Aha! I beat
Susie Bright by two days in my
ruminations about diseases' being OK if everyone has them. Susie's entry is better, though.
"Herpes info and treatment should be free. It should be OTC. Doctors across the board should have up-to-date info on the virus. This is still being treated like some nasty nympho-alley disease that we’re all supposed to be shocked to discover. What baloney. The more people start speaking openly about it, the sooner we’ll have public health policy that addresses it with sanity. We need a vaccine, not an abstinence lecture."
...Not that "addressing it with sanity" will ever translate into "free and OTC." We don't even get cold meds (#1 most common virus) for free, so really, there's no hope for free herpes meds (#2 most common virus). OTC and cheap is about the best herpes sufferers can hope for. Hell, maybe it'll even be easier to get than cold meds, assuming there's no way to get meth out of Valtrex.

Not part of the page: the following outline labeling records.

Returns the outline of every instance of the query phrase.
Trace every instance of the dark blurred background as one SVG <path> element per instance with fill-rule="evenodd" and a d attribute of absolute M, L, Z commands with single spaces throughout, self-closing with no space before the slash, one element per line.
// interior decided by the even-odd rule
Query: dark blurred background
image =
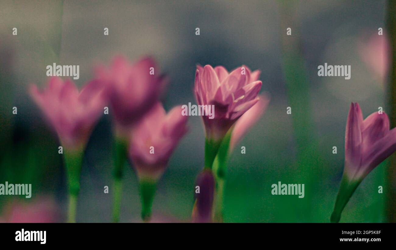
<path fill-rule="evenodd" d="M 80 79 L 74 81 L 82 86 L 92 78 L 95 65 L 109 64 L 114 55 L 134 61 L 150 55 L 169 77 L 163 97 L 167 110 L 195 103 L 192 89 L 197 64 L 221 65 L 229 70 L 243 64 L 262 71 L 262 92 L 269 93 L 271 101 L 231 157 L 225 191 L 225 222 L 328 222 L 343 168 L 350 102 L 359 103 L 365 117 L 379 106 L 386 112 L 385 81 L 362 55 L 368 53 L 364 45 L 378 36 L 379 27 L 386 32 L 385 4 L 371 0 L 283 4 L 65 1 L 62 6 L 56 1 L 2 1 L 0 183 L 31 183 L 33 193 L 30 199 L 0 196 L 0 218 L 5 220 L 10 205 L 26 203 L 29 210 L 29 205 L 43 200 L 53 202 L 61 214 L 66 211 L 59 142 L 27 91 L 31 83 L 44 86 L 46 66 L 54 62 L 79 65 Z M 291 15 L 282 15 L 285 8 Z M 291 36 L 298 41 L 295 49 L 301 53 L 306 70 L 301 83 L 307 91 L 301 101 L 309 106 L 303 119 L 310 125 L 303 128 L 309 138 L 303 141 L 307 146 L 303 153 L 296 142 L 300 132 L 295 131 L 292 116 L 286 112 L 291 106 L 297 114 L 294 119 L 301 118 L 298 116 L 301 107 L 289 101 L 289 87 L 283 73 L 284 27 L 291 27 Z M 12 35 L 13 27 L 17 28 L 17 36 Z M 108 36 L 104 35 L 105 27 Z M 196 27 L 199 36 L 195 35 Z M 318 77 L 318 66 L 325 62 L 350 65 L 350 80 Z M 296 82 L 294 87 L 298 89 Z M 12 114 L 14 106 L 17 114 Z M 86 149 L 78 222 L 110 221 L 110 121 L 109 116 L 103 116 Z M 154 217 L 190 220 L 194 180 L 203 166 L 204 136 L 199 117 L 190 117 L 188 124 L 189 132 L 158 184 Z M 240 153 L 242 146 L 246 147 L 246 154 Z M 334 146 L 337 154 L 332 153 Z M 385 185 L 385 170 L 383 163 L 363 181 L 341 222 L 384 221 L 385 195 L 378 193 L 378 187 Z M 305 197 L 272 195 L 271 185 L 278 181 L 305 183 Z M 130 167 L 124 183 L 121 220 L 139 221 L 138 185 Z M 105 186 L 109 187 L 109 193 L 103 192 Z"/>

Interesting train of thought, really. You can get STD prevention for free, in the form of condoms at Planned Parenthood or your college health center, but once you get herpes or any of the other STDs that are transmissible despite condom use, well, you're SOL as far as treatment goes - pay up. You can go out and get free condoms (preventative for STDs), but soap (preventative for colds) you have to buy. (And you're still SOL if you do get a cold. Back to the drugstore with you.)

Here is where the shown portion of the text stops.